Die meisten seiner mutmasslichen Opfer stammten aus dem afghanischen Raum. Dort sei Sex unter Männern an der Tagesordnung, gab der Angeklagte vor Gericht zu Protokoll. Er habe die jungen Männer bisweilen an Bahnhöfen gesehen und angesprochen.
Staatsanwaltschaft fordert 19 Jahre
Die Staatsanwaltschaft hat am Donnerstag eine Freiheitsstrafe von 19 Jahren gefordert für den Mann, der zwei Sex-Bekanntschaften im Kiental im Berner Oberland in eine Schlucht gestossen haben soll. Er befindet sich im vorzeitigen Strafvollzug.

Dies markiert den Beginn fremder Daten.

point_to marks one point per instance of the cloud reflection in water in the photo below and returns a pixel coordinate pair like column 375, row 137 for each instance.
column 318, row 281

Die Staatsanwältin erläuterte in ihrem Plädoyer, dass der Angeklagte das nachmalige Todesopfer sehr wohl gekannt habe. Auf Mobiltelefonen seien entsprechende Daten gefunden worden, die einen Kontakt belegten. Die Indizien ergäben insgesamt ein Bild, das auf die Täterschaft des Angeklagten schliessen lasse.

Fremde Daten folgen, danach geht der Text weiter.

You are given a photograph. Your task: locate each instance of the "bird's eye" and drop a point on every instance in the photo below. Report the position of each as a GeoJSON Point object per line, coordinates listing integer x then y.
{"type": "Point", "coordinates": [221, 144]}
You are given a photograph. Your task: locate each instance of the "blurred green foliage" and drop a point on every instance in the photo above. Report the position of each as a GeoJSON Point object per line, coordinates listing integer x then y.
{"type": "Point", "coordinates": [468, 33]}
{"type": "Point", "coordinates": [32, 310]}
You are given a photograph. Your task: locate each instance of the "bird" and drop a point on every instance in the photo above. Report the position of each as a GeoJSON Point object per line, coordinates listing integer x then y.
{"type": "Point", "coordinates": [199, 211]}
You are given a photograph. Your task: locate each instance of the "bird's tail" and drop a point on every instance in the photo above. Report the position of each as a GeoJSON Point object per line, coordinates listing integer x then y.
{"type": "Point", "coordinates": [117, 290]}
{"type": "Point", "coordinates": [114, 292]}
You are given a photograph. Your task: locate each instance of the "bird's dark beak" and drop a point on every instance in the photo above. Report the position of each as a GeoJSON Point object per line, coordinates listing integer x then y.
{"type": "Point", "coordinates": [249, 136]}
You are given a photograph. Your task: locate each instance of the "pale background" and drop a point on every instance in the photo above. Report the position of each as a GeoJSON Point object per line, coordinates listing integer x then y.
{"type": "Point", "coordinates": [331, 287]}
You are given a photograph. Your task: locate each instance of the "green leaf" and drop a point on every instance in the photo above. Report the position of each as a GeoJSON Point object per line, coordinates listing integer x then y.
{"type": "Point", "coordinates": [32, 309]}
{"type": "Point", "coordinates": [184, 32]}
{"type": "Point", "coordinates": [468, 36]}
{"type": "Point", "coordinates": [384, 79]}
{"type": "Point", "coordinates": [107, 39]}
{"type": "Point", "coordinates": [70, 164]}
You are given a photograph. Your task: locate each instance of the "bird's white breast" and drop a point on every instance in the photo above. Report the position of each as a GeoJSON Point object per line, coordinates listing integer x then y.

Die Staatsanwältin stellte in ihrem Plädoyer vollständig auf die Aussagen des Opfers ab. Der Afghane habe von Anfang an konsistent und schlüssig ausgesagt. Er habe auch den Angeschuldigten nicht unnötig stark belastet. Fussspuren am Bach und schwache DNA-Spuren an einem Baum belegten die Richtigkeit der Aussagen des Opfer.
Ganz anders habe sich der Angeklagte geäussert. Er habe Aussagen verweigert und sei zum Kerngeschehen vage geblieben. Ausserdem habe sich der Mann in Widersprüche verwickelt und sein Aussageverhalten immer wieder geändert.
Für die Staatsanwältin ergaben sich genügend Indizien, die auf eine Täterschaft des Angeklagten schliessen lassen. Allein für die beiden mutmasslichen Tötungsdelikte, eines davon versucht, verlangte die Staatsanwaltschaft eine Freiheitsstrafe von 16 Jahren. Dazu kommen noch diverse mutmassliche Sexualdelikte mit Kindern und Minderjährigen gegen Entgelt. Insgesamt erhöhte sich so das geforderte Strafmass auf 19 Jahre.